Research, cleaning & transforming the data
This step was by far the most difficult part. The dataset on Kaggle was intended for predictive modelling so it has quite a number of features. Many of them are full of nulls. I took quite some time to read through the data dictionary, understand what each field means, and even researched on different match outcomes and finishing techniques. In terms of cleaning and transforming the data, I have 2 major workflows
(1) Basic cleaning & removing fields with lots of nulls
The initial dataset has 85 fields. I chose to remove clearly irrelevant fields and fields that have more than 80% nulls. To do this, I transposed the data into tall form, count null and non-null for each field using summarize tool, and finally calculate % Null using the formula tool. Once I found which fields have more than 80% nulls, I added an * using Find & Replace and remove any rows that contain an * in the Value Name.
(2) Transform & Add new features
This was the process that took up most of my time. Since I decided to do a fighter analysis, it’s better for each row to be a fighter. The current dataset has each row as a match. Using a hint from our coach, Craig, I split them into 2 streams, one for blue and one for red, then union them back so that I have 2 rows for each match (one row for each of the 2 fighters). There are other measures such as the difference in attributes (e.g age, height, etc). The dataset uses the difference between Blue & Red (Blue – Red). However, since my analysis is on the winning strategy, I decided to convert it into the difference between winner & loser (winner – loser) instead. I used multi-field formula to convert existing differences and multi-row formula to create new difference calculations.
Since the focus of my dashboard is on the winning strategy, I used Pearson Correlation tool to see which field has a high correlation with winning. I split the data into 2 streams, one for male and another one for female before using Pearson Correlation. I also imputed nulls with the average as person correlation doesn’t work with fields that contain nulls. My workflow looks like this.
The results are different for male and female fighters. From the results, I chose several attributes that have correlations for further analysis.
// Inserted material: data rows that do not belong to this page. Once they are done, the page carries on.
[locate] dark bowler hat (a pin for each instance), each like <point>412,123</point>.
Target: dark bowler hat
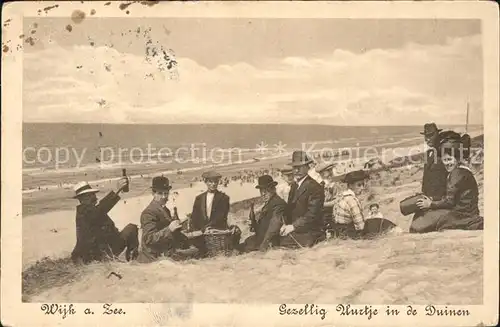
<point>286,170</point>
<point>355,176</point>
<point>430,128</point>
<point>211,175</point>
<point>299,158</point>
<point>161,183</point>
<point>83,188</point>
<point>266,181</point>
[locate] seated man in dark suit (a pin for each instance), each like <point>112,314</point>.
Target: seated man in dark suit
<point>270,218</point>
<point>97,237</point>
<point>210,211</point>
<point>161,234</point>
<point>304,221</point>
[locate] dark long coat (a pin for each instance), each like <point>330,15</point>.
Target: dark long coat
<point>269,222</point>
<point>156,237</point>
<point>96,234</point>
<point>305,213</point>
<point>458,209</point>
<point>434,179</point>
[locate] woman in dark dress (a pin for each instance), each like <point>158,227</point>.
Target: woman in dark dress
<point>458,209</point>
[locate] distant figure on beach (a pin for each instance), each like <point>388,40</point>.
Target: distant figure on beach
<point>161,234</point>
<point>349,220</point>
<point>374,211</point>
<point>434,178</point>
<point>283,188</point>
<point>458,209</point>
<point>331,190</point>
<point>269,218</point>
<point>304,213</point>
<point>210,210</point>
<point>97,237</point>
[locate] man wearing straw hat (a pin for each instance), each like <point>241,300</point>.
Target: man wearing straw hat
<point>210,211</point>
<point>97,237</point>
<point>161,233</point>
<point>304,224</point>
<point>270,217</point>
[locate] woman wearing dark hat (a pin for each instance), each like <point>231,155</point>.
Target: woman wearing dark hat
<point>269,218</point>
<point>458,209</point>
<point>211,210</point>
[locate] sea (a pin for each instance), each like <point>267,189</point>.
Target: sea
<point>67,145</point>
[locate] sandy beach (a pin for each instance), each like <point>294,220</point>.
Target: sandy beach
<point>48,215</point>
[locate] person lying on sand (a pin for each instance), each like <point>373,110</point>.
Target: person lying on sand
<point>458,209</point>
<point>161,234</point>
<point>210,210</point>
<point>304,213</point>
<point>269,218</point>
<point>97,237</point>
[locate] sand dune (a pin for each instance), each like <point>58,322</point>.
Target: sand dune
<point>400,268</point>
<point>56,230</point>
<point>393,270</point>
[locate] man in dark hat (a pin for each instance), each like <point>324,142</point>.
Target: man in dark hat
<point>435,174</point>
<point>283,188</point>
<point>304,222</point>
<point>349,220</point>
<point>161,233</point>
<point>97,237</point>
<point>270,217</point>
<point>210,210</point>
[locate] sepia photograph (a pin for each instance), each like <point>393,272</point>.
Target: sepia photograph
<point>234,156</point>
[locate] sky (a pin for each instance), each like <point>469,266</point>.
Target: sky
<point>311,71</point>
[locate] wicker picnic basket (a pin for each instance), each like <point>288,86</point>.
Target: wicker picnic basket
<point>218,242</point>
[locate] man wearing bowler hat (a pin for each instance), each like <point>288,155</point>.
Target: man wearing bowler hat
<point>97,237</point>
<point>161,234</point>
<point>211,209</point>
<point>283,188</point>
<point>304,222</point>
<point>269,219</point>
<point>435,174</point>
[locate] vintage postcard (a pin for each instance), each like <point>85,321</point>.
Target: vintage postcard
<point>250,163</point>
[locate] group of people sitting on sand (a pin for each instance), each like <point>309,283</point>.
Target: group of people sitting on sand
<point>300,212</point>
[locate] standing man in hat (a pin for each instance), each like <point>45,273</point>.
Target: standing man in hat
<point>211,209</point>
<point>304,223</point>
<point>331,189</point>
<point>97,237</point>
<point>161,233</point>
<point>349,220</point>
<point>283,188</point>
<point>270,217</point>
<point>435,174</point>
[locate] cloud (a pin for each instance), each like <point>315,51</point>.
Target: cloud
<point>403,86</point>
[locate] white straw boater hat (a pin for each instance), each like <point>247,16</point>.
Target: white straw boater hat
<point>82,188</point>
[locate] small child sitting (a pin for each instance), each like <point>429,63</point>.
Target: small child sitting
<point>374,211</point>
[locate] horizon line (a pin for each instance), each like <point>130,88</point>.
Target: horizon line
<point>243,123</point>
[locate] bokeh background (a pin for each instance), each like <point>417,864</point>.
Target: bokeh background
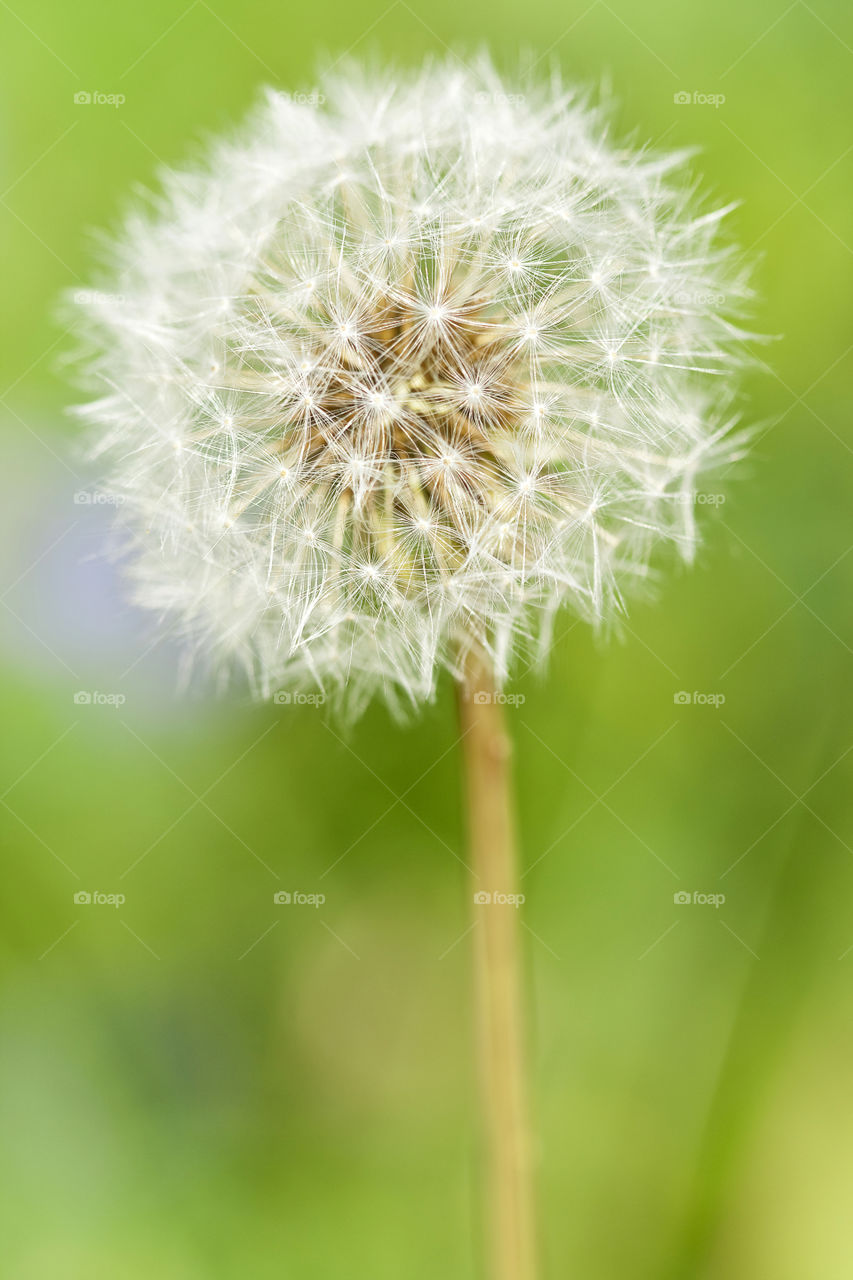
<point>199,1083</point>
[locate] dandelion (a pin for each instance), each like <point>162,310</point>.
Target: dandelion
<point>389,380</point>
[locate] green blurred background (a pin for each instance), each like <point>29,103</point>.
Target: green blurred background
<point>203,1084</point>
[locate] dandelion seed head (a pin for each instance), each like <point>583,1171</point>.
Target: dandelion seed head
<point>405,373</point>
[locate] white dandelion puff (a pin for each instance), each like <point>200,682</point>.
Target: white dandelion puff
<point>406,373</point>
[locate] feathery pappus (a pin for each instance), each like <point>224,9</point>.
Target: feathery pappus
<point>407,368</point>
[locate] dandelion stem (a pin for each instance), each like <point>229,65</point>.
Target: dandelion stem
<point>507,1217</point>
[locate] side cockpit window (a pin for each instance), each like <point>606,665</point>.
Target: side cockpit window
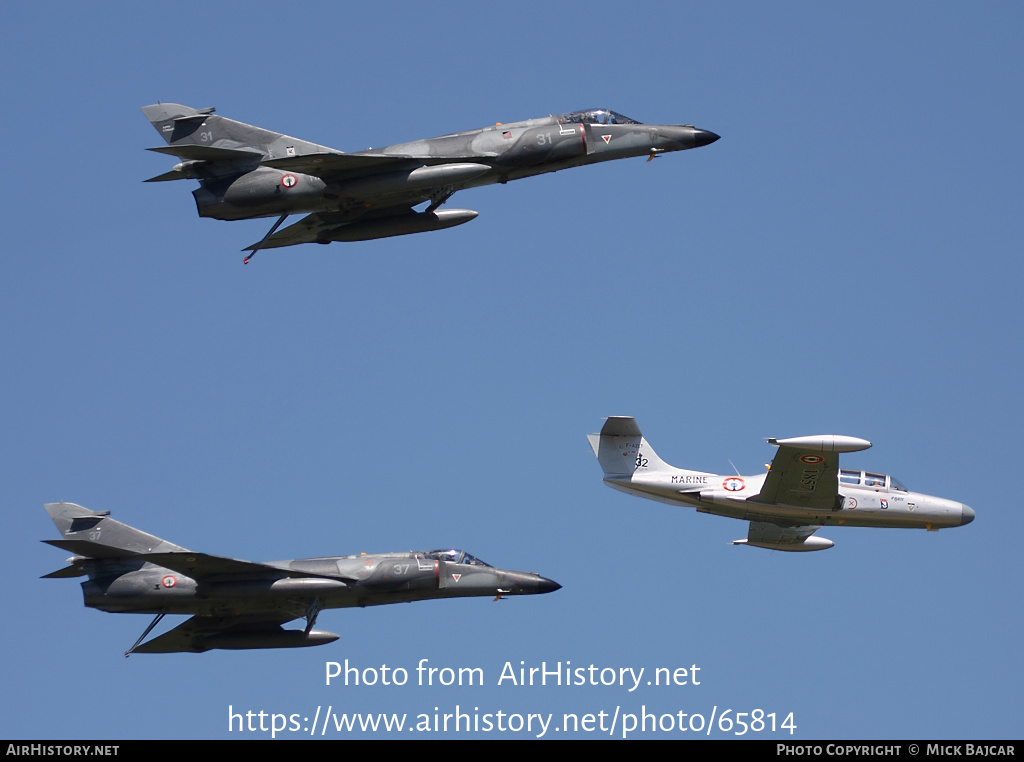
<point>875,479</point>
<point>596,116</point>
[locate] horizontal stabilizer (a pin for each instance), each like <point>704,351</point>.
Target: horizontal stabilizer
<point>233,633</point>
<point>73,570</point>
<point>327,165</point>
<point>90,549</point>
<point>207,153</point>
<point>202,565</point>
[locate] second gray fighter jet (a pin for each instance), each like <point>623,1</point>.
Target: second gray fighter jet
<point>243,604</point>
<point>246,172</point>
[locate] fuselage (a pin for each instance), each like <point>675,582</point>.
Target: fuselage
<point>867,500</point>
<point>340,582</point>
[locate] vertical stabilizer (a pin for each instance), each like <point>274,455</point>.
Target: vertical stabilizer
<point>181,127</point>
<point>76,522</point>
<point>622,450</point>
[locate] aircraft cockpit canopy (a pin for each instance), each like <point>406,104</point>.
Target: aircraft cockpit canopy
<point>865,478</point>
<point>455,556</point>
<point>595,116</point>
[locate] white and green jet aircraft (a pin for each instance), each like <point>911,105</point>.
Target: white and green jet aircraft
<point>803,490</point>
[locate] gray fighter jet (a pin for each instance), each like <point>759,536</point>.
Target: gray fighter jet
<point>246,172</point>
<point>241,604</point>
<point>803,490</point>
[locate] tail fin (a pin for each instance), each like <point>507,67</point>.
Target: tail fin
<point>199,134</point>
<point>93,535</point>
<point>622,450</point>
Unsurprising, odds & ev (profits per 100 credits bets) have a high correlation. However, since these are not exactly a player’s trait I decided to exclude them from my analysis. There are fields that measure similar attributes such as “# wins” and “# of KO wins” and may have high covariance so I only included one. Unfortunately, I didn’t have time to look at covariance. I chose weight, total rounds, age, current_win_streak, takedown accuracy, # strike per minutes, reach and height for visualization.
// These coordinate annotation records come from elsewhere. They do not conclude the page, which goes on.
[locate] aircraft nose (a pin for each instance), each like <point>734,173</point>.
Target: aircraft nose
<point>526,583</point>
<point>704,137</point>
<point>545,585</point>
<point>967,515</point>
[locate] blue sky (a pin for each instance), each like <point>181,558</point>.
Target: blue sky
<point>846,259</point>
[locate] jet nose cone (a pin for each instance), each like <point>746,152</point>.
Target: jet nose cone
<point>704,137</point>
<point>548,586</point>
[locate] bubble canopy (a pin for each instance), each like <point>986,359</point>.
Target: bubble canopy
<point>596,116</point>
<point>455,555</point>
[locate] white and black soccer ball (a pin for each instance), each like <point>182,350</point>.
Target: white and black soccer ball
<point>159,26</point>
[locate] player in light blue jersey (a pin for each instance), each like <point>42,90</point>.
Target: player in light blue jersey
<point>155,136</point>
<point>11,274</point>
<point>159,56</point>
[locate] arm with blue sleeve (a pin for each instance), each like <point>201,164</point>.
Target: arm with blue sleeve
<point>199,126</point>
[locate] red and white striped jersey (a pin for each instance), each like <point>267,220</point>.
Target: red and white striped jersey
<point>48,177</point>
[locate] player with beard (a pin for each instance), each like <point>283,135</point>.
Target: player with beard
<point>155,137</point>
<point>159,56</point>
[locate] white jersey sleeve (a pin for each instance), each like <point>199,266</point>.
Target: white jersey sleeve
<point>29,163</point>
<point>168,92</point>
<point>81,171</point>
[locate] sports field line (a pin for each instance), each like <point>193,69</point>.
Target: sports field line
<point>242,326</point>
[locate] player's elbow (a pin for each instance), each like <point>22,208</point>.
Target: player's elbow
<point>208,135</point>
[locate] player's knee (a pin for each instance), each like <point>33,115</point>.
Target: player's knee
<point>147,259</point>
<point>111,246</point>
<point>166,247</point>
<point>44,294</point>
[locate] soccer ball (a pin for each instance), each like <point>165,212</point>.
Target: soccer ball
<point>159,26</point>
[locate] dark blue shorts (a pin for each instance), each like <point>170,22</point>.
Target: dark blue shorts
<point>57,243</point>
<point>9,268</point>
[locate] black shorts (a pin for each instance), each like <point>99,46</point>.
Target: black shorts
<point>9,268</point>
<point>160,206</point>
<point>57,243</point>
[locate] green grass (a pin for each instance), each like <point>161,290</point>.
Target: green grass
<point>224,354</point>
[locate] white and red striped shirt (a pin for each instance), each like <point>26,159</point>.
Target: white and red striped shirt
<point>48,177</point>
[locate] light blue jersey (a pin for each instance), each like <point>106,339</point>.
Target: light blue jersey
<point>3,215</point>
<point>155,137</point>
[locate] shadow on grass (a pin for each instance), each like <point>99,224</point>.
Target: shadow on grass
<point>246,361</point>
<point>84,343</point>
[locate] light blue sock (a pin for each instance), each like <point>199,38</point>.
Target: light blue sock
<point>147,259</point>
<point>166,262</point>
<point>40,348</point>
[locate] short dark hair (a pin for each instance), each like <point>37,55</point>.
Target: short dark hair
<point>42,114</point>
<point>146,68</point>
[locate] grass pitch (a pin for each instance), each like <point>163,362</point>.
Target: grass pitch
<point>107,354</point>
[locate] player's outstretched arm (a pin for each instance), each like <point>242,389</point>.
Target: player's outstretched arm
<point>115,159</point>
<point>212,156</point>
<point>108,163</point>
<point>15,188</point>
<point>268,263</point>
Visualisation was quite difficult as most of the charts would be some form of bar charts. After some consideration I decided to make dumbbell charts to show the gap between male and female for measures. For categorical variables (such as finishing techniques and age group), I used butterfly chart.
As I wrote in my dashboard, there are different winning techniques/traits for male and female fighters. I expected techniques that require strength would have a higher proportion of male fighters (such as punches) whereas it may be the reverse for lock. The distribution of age group are similar for both gender. In terms of measures, I need to add some extra features into my dashboard to have a better picture. Currently, it only shows the difference between winner and losers for each gender. For improvement in the future, I plan to add a chart inside a tooltip to show the rank (of pearson correlation) between male & female.